In the cases of both autism and ADHD, parents usually will have a sense that something is out of the ordinary with their young child.
Children with autism and children with ADHD may have a tendency to lose their tempers or to cause disruptions in other ways. It's not uncommon for children with autism and children with ADHD to not seek out, or to avoid, eye contact.
They may not seem to hear what is said to them. They may act impulsively, without thinking. Fine motor skills and gross motor skills may be lacking in one of a number of ways.
As published in the October, 2002 issue of American Journal of Human Genetics, a study has found both autism and ADHD to be connected with chromosome 16. It is thought that this one gene may predispose the individual to be vulnerable to a range of different conditions. Researchers also believe that other factors like environmental influences may be in play.

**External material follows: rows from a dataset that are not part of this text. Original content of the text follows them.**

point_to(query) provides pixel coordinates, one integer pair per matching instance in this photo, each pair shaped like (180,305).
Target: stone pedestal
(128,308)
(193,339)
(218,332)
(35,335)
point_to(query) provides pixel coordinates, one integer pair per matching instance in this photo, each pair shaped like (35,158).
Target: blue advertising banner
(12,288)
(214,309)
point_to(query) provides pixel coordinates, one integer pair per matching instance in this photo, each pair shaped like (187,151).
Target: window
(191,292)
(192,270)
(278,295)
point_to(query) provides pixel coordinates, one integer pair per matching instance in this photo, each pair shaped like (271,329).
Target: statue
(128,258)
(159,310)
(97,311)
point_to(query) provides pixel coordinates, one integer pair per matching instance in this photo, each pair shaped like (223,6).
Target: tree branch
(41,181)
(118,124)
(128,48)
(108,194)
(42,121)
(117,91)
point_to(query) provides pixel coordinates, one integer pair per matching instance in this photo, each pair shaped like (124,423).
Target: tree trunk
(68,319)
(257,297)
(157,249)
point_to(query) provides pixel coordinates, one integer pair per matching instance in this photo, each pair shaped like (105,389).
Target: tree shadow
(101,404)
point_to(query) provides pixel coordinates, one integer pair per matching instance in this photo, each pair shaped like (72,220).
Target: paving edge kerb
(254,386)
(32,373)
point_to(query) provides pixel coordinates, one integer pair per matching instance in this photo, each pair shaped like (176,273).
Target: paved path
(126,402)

A study from the University of Chicago Medical Center, the University of Illinois at Chicago and the Roswell Park Center Institute has found an association between autism and the absence of a piece of chromosome 16 which is called 16p11.2. This research was published online on December 21, 2001 in the journal Human Molecular Genetics.
This loss of part of a chromosome is called a microdeletion. Microdeletion of 16p11.2 is the second most common genomic disorder that has been found to have a relationship to autism. Its absence takes approximately 25 genes out of the picture.
Some of these genes are involved in cell interaction and others affect the brain and behavior. The researchers suggest that other of these missing genes may be part of the cause of cognitive, language and social disabilities.